Nein, die Dringlichkeit ist kein Geschenk, sie ist eine Sache, die man durch Kraftanstrengung gewinnt, sie bildet sich erst durch Arbeit, man muss auf sie zugehen, in ihr Territorium eindringen. Denn in der Tat existiert dieses Territorium der Dringlichkeit, es ist ein abstrakter, metaphorischer Ort, irgendwo im Inneren gelegen, der sich eine, nur nach einem langen Weg eröffnet. Man muss sich versenken, tief abtauchen, sehr tief, um dort anzukommen, Luft holen und runter, die Welt und den Alltag hinter sich lassen, in das in Arbeit befindliche Buch hinuntersteigen wie auf den Grund eines Ozeans.

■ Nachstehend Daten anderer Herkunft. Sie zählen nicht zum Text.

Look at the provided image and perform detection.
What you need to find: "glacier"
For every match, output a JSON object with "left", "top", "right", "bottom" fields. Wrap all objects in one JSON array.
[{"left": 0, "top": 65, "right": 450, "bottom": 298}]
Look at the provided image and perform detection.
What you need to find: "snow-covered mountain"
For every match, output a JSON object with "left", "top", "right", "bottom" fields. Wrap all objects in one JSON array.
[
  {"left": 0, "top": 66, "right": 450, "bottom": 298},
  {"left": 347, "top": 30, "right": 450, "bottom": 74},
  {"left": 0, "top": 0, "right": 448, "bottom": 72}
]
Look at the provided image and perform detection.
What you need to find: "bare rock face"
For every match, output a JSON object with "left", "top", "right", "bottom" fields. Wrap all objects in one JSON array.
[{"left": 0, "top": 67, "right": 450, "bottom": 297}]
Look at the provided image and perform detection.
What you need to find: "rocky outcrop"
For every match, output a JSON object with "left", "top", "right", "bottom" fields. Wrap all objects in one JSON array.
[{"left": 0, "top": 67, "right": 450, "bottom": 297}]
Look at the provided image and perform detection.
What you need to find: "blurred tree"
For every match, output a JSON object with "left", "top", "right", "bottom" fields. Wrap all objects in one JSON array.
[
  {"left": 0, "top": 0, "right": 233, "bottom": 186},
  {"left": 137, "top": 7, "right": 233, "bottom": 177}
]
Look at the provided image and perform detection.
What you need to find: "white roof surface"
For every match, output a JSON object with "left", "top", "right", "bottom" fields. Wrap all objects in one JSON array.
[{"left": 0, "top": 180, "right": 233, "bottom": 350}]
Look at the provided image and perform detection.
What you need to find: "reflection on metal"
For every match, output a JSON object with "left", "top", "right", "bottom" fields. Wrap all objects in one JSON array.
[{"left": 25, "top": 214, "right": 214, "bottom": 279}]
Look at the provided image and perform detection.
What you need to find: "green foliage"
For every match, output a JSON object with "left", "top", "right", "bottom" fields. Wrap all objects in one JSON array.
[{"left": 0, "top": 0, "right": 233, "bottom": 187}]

Man erreicht diesen Grund nicht sofort, es gibt Etappen, Dekompressionszonen. In den ersten Stadien des Abstiegs ahnt man noch die sichtbare Welt über sich, man kann sie noch sehen, man kann sich noch von ihr beeinflussen lassen, weil man noch nicht tief genug herabgestiegen ist, man muss noch tiefer gehen, darf nicht aufgeben. Ab einhundertdreißig Metern sieht man so gut wie nichts mehr, man beginnt, neue Schatten zu erraten, die Erinnerung an wirkliche Personen verschwimmt, fiktive Wesen erscheinen und umkreisen uns, ein Schwarm von lebenden Mikroorganismen verschiedenster Größe und Form. Wir befinden uns jetzt in einer verwirrenden Welt, zwischen Realität und Fiktion. Wir gehen noch tiefer, und hier, jenseits der zweihundert Meter, dringt kein einziger Lichtsstrahl mehr zu uns. Jetzt haben wir das Territorium der Dringlichkeit erreicht, die Welt der Untiefen, mehr als dreihundert Quadratkilometer Finsternis und Stille, wo ein ungeheurer Druck herrscht und blinde Präsenzen rasch zunehmen, winzige Potentialitäten eines Lebens in ständiger Veränderung.

Jetzt sind wir angekommen, das ist die richtige Tiefe, jetzt haben wir den nötigen Abstand, die ideale Distanz, um die Welt wiederherzustellen, um in diesen Tiefen des Schreibens alles, was wir an der Oberfläche aufgenommen haben, wieder neu zu übertragen. Hier - im Herzen der Dringlichkeit - kommt alles mühelos, alles befreit sich und löst sich, der Blick auf die Wirklichkeit ist uns von keinem Nutzen mehr, aber das innere Auge weitet sich und eine wunderbare Welt der Vorstellung eröffnet sich uns im Geist, unsere Wahrnehmungen liegen auf der Lauer, die Sinne sind geschärft, die Sensitivität ist übersteigert, und das Umschalten funktioniert, es ist ein Funkensprühen, alles kommt, Sätze werden geboren, fließen dahin, stoßen aneinander, und alles stimmt, alles fügt sich ineinander, verknüpft sich, kommt zusammen in diesem intimen Dunkel, das im Innern unseres Geistes herrscht. Aber ein Nichts, ein Körnchen Staub, etwas Unvorhergesehenes kann diesen Prozess stören und uns wieder an die Oberfläche zurückbringen - weil die Dringlichkeit fragil ist und sich jeden Moment verflüchtigen kann."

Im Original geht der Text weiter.